NAME                                   TYPE        CLUSTER-IP      EXTERNAL-IP   PORT(S)             AGE
hivemq-cc-service                      ClusterIP   <Cluster-IP>    <none>        8080/TCP,8888/TCP   <Age>

Deploy Ingress

At this point we already have deployed HiveMQ with the desired components, but for now it’s only available from within the Kubernetes cluster.

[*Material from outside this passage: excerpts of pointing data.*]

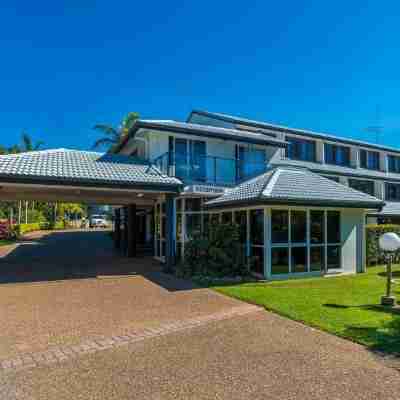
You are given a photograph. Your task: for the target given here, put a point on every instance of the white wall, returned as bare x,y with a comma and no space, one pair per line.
352,222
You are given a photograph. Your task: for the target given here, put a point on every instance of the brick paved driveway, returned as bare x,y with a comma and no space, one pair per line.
68,287
104,327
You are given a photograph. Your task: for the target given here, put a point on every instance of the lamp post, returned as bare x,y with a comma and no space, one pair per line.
389,242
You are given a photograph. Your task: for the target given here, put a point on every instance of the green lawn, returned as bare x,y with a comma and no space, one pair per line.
347,306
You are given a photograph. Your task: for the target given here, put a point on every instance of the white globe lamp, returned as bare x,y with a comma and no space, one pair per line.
389,242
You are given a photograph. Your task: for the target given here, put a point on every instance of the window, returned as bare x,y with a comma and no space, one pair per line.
280,226
394,164
317,258
298,226
226,217
300,149
250,162
241,221
279,260
338,155
333,226
257,227
369,159
193,204
257,240
362,186
392,192
299,259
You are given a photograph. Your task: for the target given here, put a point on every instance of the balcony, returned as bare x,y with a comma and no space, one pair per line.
208,169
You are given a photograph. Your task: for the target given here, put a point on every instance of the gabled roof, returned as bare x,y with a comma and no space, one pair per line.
202,130
281,128
295,186
83,168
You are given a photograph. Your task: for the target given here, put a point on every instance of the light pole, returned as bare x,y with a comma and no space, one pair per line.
389,242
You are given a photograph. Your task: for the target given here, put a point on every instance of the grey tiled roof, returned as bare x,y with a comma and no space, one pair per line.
82,167
391,208
202,130
290,185
337,169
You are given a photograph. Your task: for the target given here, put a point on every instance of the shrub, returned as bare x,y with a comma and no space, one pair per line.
7,232
219,253
374,254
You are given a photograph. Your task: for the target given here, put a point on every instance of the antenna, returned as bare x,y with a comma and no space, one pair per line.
377,128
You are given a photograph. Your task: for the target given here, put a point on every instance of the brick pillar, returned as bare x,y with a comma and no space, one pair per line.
132,231
169,234
117,229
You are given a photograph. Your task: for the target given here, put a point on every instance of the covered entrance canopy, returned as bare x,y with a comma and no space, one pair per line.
89,177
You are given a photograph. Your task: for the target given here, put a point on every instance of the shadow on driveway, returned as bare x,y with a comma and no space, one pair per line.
79,254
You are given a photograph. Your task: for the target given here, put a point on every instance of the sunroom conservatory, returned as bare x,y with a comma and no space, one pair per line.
292,223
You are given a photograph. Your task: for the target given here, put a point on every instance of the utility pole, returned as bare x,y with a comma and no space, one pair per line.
377,127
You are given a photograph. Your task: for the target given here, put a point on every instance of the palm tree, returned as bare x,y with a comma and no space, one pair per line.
112,136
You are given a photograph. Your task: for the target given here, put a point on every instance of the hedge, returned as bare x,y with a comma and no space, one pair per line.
374,254
21,229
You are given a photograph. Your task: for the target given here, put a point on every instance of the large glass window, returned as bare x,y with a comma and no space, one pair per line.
280,226
369,159
333,257
226,217
300,149
279,260
250,162
257,241
317,227
317,261
394,164
241,221
392,192
338,155
298,222
193,225
299,259
362,186
333,226
257,227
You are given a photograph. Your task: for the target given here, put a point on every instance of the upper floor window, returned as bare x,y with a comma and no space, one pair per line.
338,155
369,159
394,164
392,192
300,149
362,186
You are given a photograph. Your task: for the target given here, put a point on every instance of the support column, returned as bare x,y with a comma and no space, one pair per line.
132,231
117,229
169,234
124,243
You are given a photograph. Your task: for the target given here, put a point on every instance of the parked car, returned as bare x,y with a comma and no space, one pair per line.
98,221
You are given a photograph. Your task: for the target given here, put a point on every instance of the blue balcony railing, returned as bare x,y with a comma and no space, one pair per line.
208,169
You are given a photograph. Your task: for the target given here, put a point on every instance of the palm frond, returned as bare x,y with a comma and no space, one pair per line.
103,142
107,129
27,142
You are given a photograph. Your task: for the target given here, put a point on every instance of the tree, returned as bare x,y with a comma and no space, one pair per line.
113,136
28,145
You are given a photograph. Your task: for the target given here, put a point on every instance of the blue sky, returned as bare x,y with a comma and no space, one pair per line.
67,65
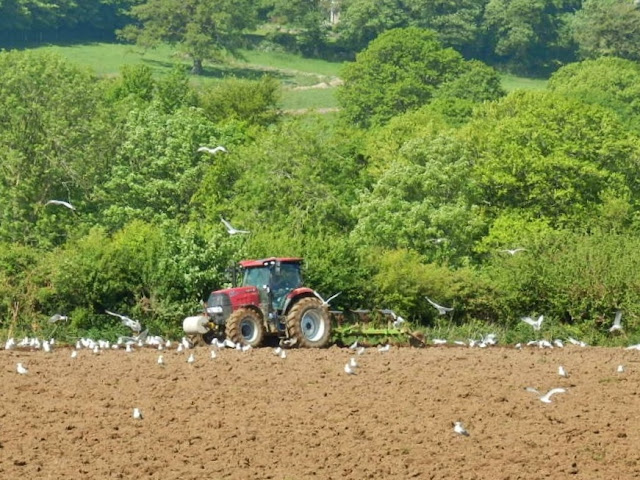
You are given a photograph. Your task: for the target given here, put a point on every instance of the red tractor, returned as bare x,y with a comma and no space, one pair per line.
270,301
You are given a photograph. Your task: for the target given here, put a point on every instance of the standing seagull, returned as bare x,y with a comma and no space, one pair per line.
231,229
61,202
536,324
442,310
459,429
127,322
617,322
213,151
546,398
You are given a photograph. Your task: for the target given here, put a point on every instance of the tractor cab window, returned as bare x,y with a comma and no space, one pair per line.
256,277
288,278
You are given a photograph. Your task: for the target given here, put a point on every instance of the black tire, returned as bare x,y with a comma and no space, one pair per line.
308,322
245,327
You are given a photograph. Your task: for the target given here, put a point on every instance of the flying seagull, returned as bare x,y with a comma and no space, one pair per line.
617,322
61,202
213,151
513,251
325,303
57,317
127,322
546,398
536,324
442,310
231,229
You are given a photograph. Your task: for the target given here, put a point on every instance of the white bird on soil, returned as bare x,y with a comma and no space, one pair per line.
126,321
536,324
546,398
442,310
231,229
459,429
213,151
617,322
61,202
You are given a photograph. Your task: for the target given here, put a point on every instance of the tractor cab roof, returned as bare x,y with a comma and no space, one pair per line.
268,261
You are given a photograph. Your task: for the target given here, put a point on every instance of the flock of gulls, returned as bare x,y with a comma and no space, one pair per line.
143,339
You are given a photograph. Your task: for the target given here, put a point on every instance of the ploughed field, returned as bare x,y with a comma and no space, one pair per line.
254,415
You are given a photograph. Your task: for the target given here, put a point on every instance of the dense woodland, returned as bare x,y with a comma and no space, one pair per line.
418,186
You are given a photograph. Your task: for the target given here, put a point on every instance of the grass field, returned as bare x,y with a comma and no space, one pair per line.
292,70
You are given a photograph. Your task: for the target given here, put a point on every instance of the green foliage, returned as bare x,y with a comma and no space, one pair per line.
607,28
376,88
611,82
553,156
530,36
252,101
48,130
204,30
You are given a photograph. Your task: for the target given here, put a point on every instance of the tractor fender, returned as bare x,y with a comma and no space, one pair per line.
294,296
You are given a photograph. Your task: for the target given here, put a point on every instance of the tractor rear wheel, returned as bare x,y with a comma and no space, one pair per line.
308,322
245,327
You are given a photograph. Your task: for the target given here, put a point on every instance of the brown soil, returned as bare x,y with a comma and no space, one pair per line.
256,416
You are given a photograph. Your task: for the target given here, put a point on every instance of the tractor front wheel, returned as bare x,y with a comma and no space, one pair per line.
245,327
309,324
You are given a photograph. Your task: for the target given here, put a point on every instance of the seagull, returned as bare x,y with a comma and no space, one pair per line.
213,151
232,230
536,324
546,398
617,322
126,321
513,251
60,202
57,317
459,429
442,310
325,303
349,370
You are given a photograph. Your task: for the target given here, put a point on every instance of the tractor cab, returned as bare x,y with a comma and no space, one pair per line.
274,278
271,300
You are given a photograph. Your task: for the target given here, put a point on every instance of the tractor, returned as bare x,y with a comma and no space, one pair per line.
271,300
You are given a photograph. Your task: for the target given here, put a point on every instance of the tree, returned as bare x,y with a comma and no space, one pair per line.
202,29
608,28
399,71
530,35
606,81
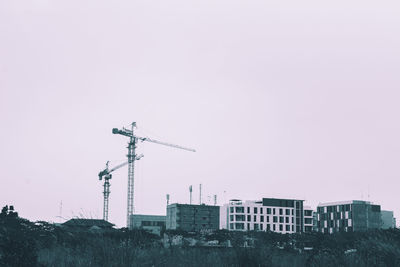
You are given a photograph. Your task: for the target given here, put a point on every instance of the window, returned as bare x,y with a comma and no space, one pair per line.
239,226
239,209
240,218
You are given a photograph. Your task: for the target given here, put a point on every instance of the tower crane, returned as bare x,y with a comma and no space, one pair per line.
106,174
133,139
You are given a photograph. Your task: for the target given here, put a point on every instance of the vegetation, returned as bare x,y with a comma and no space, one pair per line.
25,243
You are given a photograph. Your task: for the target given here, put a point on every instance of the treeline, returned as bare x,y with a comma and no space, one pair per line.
25,243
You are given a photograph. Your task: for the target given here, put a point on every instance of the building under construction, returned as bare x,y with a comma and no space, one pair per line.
192,217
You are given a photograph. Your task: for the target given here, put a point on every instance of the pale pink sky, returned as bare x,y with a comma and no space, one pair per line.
296,99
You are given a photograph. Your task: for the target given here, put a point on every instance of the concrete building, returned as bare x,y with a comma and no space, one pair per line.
270,214
308,219
388,220
87,225
152,223
355,215
192,217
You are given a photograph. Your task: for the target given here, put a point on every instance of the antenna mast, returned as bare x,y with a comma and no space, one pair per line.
200,196
190,191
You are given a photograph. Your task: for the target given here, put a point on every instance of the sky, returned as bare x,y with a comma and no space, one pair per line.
280,98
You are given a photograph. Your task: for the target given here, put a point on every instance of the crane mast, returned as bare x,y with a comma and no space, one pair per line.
106,173
133,139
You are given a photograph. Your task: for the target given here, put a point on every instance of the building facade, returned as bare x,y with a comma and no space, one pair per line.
388,220
270,214
308,219
192,217
347,216
151,223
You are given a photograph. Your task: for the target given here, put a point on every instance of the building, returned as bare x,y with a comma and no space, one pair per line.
192,217
347,216
151,223
270,214
87,225
308,219
388,221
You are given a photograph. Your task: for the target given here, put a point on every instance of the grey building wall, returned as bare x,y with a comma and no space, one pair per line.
152,223
350,216
192,217
366,216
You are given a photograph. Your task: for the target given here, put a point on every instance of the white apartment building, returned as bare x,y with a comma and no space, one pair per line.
269,214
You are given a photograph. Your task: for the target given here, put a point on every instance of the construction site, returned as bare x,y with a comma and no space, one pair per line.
152,221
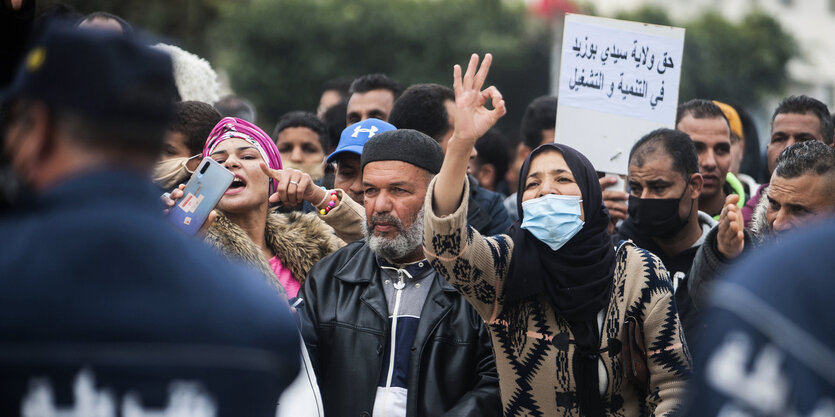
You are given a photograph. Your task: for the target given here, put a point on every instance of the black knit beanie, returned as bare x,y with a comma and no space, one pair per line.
405,145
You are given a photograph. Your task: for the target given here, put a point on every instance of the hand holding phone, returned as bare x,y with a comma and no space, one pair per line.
200,196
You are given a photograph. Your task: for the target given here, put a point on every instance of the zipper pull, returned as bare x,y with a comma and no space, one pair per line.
401,283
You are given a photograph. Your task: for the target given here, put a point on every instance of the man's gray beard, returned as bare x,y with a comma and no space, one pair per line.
406,241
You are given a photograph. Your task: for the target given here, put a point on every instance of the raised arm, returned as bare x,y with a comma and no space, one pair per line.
472,120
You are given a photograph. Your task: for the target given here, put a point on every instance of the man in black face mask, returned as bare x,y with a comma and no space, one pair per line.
664,215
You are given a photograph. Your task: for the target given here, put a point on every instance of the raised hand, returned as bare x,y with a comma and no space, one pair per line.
294,187
730,237
472,119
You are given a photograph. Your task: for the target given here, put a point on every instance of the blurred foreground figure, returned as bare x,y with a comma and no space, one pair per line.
105,309
770,348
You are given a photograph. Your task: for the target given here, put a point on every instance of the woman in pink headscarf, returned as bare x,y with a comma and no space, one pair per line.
284,244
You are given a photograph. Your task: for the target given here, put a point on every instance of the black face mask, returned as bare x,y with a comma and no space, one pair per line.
658,217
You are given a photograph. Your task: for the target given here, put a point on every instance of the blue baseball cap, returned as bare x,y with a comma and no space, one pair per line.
103,75
353,138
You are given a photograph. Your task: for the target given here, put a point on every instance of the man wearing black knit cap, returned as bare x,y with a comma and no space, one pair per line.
387,334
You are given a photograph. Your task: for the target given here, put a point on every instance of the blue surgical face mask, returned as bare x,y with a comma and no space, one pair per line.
553,219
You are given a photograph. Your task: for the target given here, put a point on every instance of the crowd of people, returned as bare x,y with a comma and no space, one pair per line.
393,253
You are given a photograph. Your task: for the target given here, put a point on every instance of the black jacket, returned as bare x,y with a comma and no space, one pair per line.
345,320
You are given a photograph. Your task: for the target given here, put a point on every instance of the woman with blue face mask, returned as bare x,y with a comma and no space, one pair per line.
556,294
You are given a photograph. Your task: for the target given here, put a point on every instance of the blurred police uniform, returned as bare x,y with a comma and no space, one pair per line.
105,308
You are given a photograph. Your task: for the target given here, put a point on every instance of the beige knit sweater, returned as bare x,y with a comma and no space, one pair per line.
535,375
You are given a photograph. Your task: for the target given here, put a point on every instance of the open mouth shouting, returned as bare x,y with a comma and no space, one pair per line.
237,186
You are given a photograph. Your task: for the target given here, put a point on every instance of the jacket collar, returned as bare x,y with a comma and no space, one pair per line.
362,266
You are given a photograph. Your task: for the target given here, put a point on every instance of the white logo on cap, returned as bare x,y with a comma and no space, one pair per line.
371,131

To expose it outside the Kubernetes cluster, you have to set up an Kubernetes Ingress Controller as Proxy with a corresponding Ingress Resource, which will configure the Ingress Controller properly.

Keep in mind that the syntax of the following Ingress definition in ingress.yaml depends on your Kubernetes version and Ingress Controller. You can find the required informations at the documentation of your Ingress Provider.

It’s important that you configure the cookie annotation based on your Ingress provider.

Otherwise you will not be able to use the HiveMQ Control Center properly.

apiVersion: networking.k8s.io/v1
kind: Ingress
metadata:
  name: hivemq-ingress
  annotations:
    nginx.ingress.kubernetes.io/affinity: cookie
spec:
  rules:
  - host: <hostname> # match with your DNS hostname, e.g. cc.hivemq.com for http(s)://cc.hivemq.com
    http:
      paths:
      - path: / # this will match http(s)://cc.hivemq.com/
        pathType: Exact
        backend:
          service:
            name: hivemq-cc-service # Value from hivemq-service.yaml
            port:
              number: 8080 # Value from hivemq-service.yaml
      - path: /api # this will match http(s)://cc.hivemq.com/api (recursive)
        pathType: Prefix
        backend:
          service:
            name: hivemq-cc-service # Value from hivemq-service.yaml
            port:
              number: 8080 # Value from hivemq-service.yaml

kubectl apply -f ingress.yaml

This will — based on your Ingress Controller — create some resources and a Service from type LoadBalancer which will get an external IP assigned automatically from the On-Premise or Cloud LoadBalancer, which is accessible from outside your Kubernetes Cluster.